Anyone who’s spent any time working in digital will tell you the benefit of regular testing of your offering with real people.
They hopefully validate a number of theories, as well as piercing huge holes through long-held assumptions and occasionally throwing you curveballs you would never have foreseen under any circumstances.
But – for me – the most enduring part of user testing is to hear the personal stories of people who already do or are likely to use your product/site.
Working for a charity, you sometimes test with those who fit completely with your target user, but who may never have heard of you.
It’s at that point – occasionally – when your job seems completely worthwhile.
User testing in reality
Last week we carried out just that sort of user testing at Age UK.

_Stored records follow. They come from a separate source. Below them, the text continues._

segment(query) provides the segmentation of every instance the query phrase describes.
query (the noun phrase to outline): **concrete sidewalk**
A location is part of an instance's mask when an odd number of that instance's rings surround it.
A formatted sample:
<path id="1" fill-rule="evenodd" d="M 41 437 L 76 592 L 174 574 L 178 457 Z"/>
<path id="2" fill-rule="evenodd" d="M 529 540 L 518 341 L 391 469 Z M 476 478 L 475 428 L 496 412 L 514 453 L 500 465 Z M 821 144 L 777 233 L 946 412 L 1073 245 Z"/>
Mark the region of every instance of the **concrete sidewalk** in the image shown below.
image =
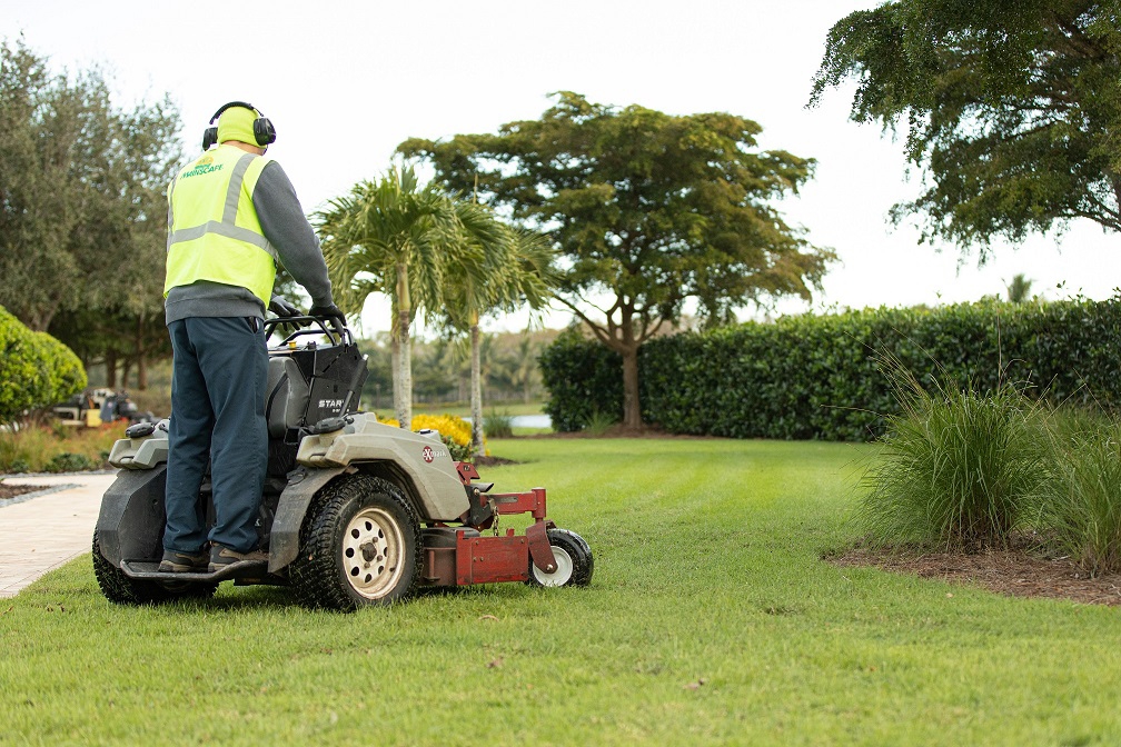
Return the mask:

Ostensibly it was to validate some previously-held theories. The reality was quite different.
There we sat – behind a one-way mirror – listening to people describe their lives in a nutshell.
Most were doing OK, but the odd couple of participants were in great need or a frankly desperate situation.
The realisation – after doing a bit of browsing – that we (Age UK) were out there and offered far more than they previously knew or even imagined was a joy to behold.
We hadn’t solved their life’s problems in 30 minutes, but we had given them some hope.
The hope that they’re not on their own and that someone else is out there who can help.
No matter that this was part of digital user testing. For any charity – and those of us who work for them – that is what keeps you going.